1. Cache-Aware Execution (Memoization)

The Orchestrator calculates a deterministic Input Hash for every stage, combining:

Data Identity: SHA-256 content hash of input files.
Code Identity: AST-based source code hashing of logic classes (inspect.getsource).
Config Identity: State of global settings and pyproject.toml. If the hash matches a valid entry in the Registry, the stage is skipped entirely (0ms execution time).

2. Atomic I/O (Write-Ahead Log Pattern)

To prevent "Zombie Artifacts" (corrupted files from crashed runs), the pipeline uses an Atomic Rename Pattern:

Write: Nodes write to filename.csv..tmp.
Verify: Node returns success.
Commit: Orchestrator performs an OS-level atomic rename (replace()) to .csv and registers the metadata in the same transaction scope.

3. Artifact Registry

Metadata is treated as a first-class citizen.
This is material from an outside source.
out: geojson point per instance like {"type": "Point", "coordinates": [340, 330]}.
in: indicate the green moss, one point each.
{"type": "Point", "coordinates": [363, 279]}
A SQLite backend tracks:

Lineage: Which inputs produced which outputs.
Versioning: Automatic v1, v2 incrementing.
Audit: Execution timestamps and row counts.

4. Dual-Mode Visualization

The Streamlit dashboard implements a Hybrid Auth pattern:

Public View: Automatically loads synthetic data (Mock Mode) for demonstration purposes, ensuring zero-click value for visitors.
Private View: An authenticated sidebar login unlocks the real telemetry data (decrypted from cloud secrets) for the owner.
UX: Features Altair charts with magnetic crosshairs, dynamic date filtering, and physiological threshold markers.

5. Cloud State Sync (Stateless Compute)

To support ephemeral environments (Docker/GitHub Actions), the pipeline implements a Remote State architecture.

Pull: On startup, entrypoint.sh downloads the SQLite Registry and Merged Metrics from a secure Google Drive folder.
Push: After execution, updated state is atomically uploaded back to Drive.

🛠️ Setup & Usage

Prerequisites

Python 3.10+
Google Cloud Service Account (Drive & Sheets API enabled)

Installation

# 1. Clone the repo
git clone https://github.com/YOUR_USERNAME/personal-data-platform.git
cd personal-data-platform

# 2. Install dependencies
pip install -e .

# 3. Configure Secrets
cp .env.example .env
# Edit .env with your Google Credentials path and IDs

Running the Pipeline

The CLI (main.py) supports granular control over execution.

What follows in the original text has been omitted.